Driving through Barstow, California on the way to Arizona, I was pulled over by the highway patrol and ticketed for driving 85 mph in a 70 mph zone. Once back in Los Angeles, I mailed off a $325 check to cover the ticket. The check cleared and the incident was behind me. Or so I thought.
Two months later, I received a letter from the San Bernardino Superior Court stating the citation had gone to warrant for “failure to pay.” According to the letter, I owed $1350 for the ticket and I was ordered to appear at the Barstow Courthouse to resolve the issue. In addition, I received a second letter from the California DMV indicating my car registration was up for renewal but my account was on hold until I resolved the delinquent speeding ticket. I called the DMV and was told if I were pulled over by police for any reason I’d go straight to jail.

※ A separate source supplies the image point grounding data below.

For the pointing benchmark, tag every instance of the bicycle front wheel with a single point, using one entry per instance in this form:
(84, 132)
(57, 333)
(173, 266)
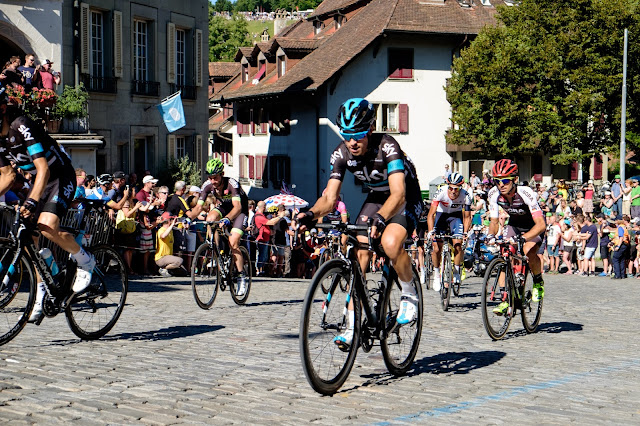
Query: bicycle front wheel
(400, 342)
(205, 276)
(531, 311)
(324, 317)
(495, 291)
(17, 295)
(94, 312)
(447, 281)
(241, 298)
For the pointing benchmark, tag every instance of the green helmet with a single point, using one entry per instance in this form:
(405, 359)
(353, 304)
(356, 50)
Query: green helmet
(215, 166)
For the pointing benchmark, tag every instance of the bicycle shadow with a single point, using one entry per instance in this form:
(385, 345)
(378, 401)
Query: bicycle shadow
(551, 328)
(446, 363)
(168, 333)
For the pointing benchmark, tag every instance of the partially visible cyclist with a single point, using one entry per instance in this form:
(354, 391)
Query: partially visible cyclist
(32, 150)
(393, 202)
(450, 213)
(233, 210)
(525, 220)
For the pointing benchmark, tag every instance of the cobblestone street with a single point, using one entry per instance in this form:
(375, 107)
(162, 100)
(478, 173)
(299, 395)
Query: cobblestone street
(167, 361)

I called the Barstow Courthouse and an automated message said the court was only open on Tuesdays. The message indicated a web address where all citations could be paid online. I contacted the Barstow Chamber of Commerce but they were unhelpful. I then contacted Barstow Highway Patrol, and explained my predicament to the officer answering the phone. He laughed.
“Why are you laughing,” I asked.
“I get these calls all day.”
“What am I supposed to do?”
“Appear at the courthouse on Tuesday morning and present your case to a judge. If you can show proof of payment, he’ll dismiss the case.”

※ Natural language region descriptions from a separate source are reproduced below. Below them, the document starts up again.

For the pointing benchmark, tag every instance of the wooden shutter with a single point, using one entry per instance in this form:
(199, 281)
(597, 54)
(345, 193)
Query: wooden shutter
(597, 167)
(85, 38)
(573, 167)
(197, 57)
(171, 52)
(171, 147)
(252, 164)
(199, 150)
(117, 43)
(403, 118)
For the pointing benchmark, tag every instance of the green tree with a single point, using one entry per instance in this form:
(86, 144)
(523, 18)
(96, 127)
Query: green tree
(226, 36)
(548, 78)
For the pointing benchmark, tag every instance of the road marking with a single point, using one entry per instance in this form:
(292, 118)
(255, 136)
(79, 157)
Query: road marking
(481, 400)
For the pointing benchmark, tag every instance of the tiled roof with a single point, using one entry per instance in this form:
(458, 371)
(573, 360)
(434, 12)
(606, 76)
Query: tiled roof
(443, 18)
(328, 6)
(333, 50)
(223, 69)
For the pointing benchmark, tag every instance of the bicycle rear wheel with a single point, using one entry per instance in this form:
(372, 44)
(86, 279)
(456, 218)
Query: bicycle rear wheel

“Barstow’s a four-hour drive,” I said. “What if I get pulled over?”
“Don’t get pulled over,” he said.
I examined my cancelled checks a second time. The check had cleared. I searched online and found a Barstow attorney who specializes in traffic tickets. I explained my situation. The lawyer said I was definitely in the right but had only two options. One, I could drive to Barstow, and spend an entire day in court with criminals, parolees and traffic violators. Or, I could pay the lawyer $250 and he’d handle the case for me. I sent the money and pertinent paperwork to the attorney that afternoon.

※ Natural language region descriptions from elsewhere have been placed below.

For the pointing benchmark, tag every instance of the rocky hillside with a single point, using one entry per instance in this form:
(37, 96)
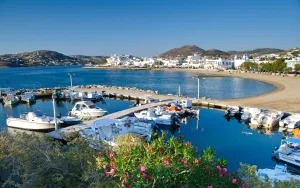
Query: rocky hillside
(94, 59)
(183, 51)
(46, 58)
(256, 52)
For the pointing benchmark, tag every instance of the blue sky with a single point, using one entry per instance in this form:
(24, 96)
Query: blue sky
(146, 27)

Two days later, the lawyer called with an update. The Highway Patrol officer had spelled my name correctly but when the citation was transcribed into the system, the office worker converted my last name from “Kantor” to “Hantor.” As a result, I was cited for two speeding tickets attributed to two different names. My payment neutralized the citation for “Hantor,” but the ticket for “Kantor” was delinquent.
The lawyer appeared in court the following Tuesday and filed the paperwork to have my case dismissed. A month later, I received a letter stating both citations were now resolved. I was out an extra $250, but having seen Brazil multiple times, I realized I was a lucky man.